General DNA Manipulations
2.2
Ralstonia pseudosolanacearum was transformed by electroporation as described previously (Allen 1991). Double‐stranded DNA sequencing templates were pre‐pared with Fast GeneTM Plasmid miniprep kits (NIPPON Genetics, Tokyo, Japan) and sequences were determined using an Automated DNA Sequencer Model 373 (Applied Biosystems, Foster City, CA, USA). DNA sequence data were analyzed using the DNASYS‐Mac software (Hitachi Software Engineering, Yokohama, Japan). Enzymes, including restriction endonucleases (Takara, Ohtsu, Japan), were used according to the manufacturer's instructions.

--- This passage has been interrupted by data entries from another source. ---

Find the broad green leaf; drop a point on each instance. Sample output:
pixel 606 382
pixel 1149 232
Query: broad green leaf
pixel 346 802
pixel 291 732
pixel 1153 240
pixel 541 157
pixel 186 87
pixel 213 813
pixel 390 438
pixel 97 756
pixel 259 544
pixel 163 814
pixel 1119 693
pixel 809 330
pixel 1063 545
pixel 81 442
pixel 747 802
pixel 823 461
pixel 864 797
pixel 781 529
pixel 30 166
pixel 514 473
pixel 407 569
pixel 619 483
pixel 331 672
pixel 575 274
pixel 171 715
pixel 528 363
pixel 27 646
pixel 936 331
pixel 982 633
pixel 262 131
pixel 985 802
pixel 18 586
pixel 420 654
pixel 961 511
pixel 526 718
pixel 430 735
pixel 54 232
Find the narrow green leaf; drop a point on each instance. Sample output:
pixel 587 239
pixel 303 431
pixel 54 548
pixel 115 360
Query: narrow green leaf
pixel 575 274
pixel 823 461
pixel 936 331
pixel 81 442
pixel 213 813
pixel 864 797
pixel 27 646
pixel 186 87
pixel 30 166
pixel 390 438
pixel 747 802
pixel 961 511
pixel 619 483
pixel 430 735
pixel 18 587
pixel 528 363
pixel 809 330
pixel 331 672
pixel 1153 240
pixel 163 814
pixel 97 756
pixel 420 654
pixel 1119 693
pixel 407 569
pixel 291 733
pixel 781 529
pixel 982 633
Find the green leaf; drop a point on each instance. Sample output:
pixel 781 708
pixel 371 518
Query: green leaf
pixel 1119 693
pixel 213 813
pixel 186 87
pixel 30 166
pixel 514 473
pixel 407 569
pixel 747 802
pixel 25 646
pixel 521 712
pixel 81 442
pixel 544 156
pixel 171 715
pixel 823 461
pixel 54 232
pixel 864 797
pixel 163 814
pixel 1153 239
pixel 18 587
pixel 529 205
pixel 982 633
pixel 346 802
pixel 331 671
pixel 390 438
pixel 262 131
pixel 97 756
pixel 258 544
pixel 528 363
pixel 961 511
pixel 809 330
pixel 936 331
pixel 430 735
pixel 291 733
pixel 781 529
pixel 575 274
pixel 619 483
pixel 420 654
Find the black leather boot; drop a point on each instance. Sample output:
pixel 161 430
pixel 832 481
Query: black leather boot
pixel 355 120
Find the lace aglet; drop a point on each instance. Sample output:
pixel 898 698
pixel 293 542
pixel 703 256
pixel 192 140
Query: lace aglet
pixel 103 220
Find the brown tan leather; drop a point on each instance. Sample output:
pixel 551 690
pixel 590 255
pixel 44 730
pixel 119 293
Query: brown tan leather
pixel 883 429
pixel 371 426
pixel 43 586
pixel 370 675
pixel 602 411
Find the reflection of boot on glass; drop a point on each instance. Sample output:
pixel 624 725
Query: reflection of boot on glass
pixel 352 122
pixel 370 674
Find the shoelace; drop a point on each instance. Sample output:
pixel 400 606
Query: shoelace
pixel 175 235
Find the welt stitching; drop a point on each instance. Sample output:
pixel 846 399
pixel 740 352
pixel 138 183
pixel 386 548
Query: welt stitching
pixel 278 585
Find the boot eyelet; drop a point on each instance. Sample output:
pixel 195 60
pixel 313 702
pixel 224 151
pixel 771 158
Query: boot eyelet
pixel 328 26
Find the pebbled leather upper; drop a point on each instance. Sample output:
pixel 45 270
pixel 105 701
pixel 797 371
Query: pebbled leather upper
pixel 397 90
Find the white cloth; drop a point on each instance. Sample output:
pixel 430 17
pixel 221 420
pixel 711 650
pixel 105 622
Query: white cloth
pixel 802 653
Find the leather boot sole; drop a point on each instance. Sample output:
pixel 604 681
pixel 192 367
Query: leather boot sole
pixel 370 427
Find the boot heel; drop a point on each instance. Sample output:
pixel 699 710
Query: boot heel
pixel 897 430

Generation of ΔralT and ΔralT Transformants
2.3
To generate the ΔralT mutant (Table 1), we created a plasmid, pdeltaralT (Table 1), by inserting a recombinant fragment derived from a PCR amplification using specific primers (Table 2) into pK18mobsacB (Kvitko and Collmer 2011). Plasmid pdeltaralT was electroporated into strain OE1‐1 competent cells, which were prepared as previously described by Allen (1991). A kanamycin‐sensitive, sucrose‐resistant recombinant, ΔralT, was then selected.
To generate the comp‐ralT transformant containing the native ralT promoter region and open reading frame, we created a plasmid, pralT (Table 1), by inserting a recombinant fragment obtained by PCR using specific primers (Table 2) into pUC18‐mini‐Tn7T‐Gm (Table 1; Choi et al. 2005). This plasmid was electroporated into ΔralT cells along with the T7 transposase expression vector pTNS2 (Choi et al. 2005), after which a gentamycin‐resistant transformant, comp‐ralT, was selected.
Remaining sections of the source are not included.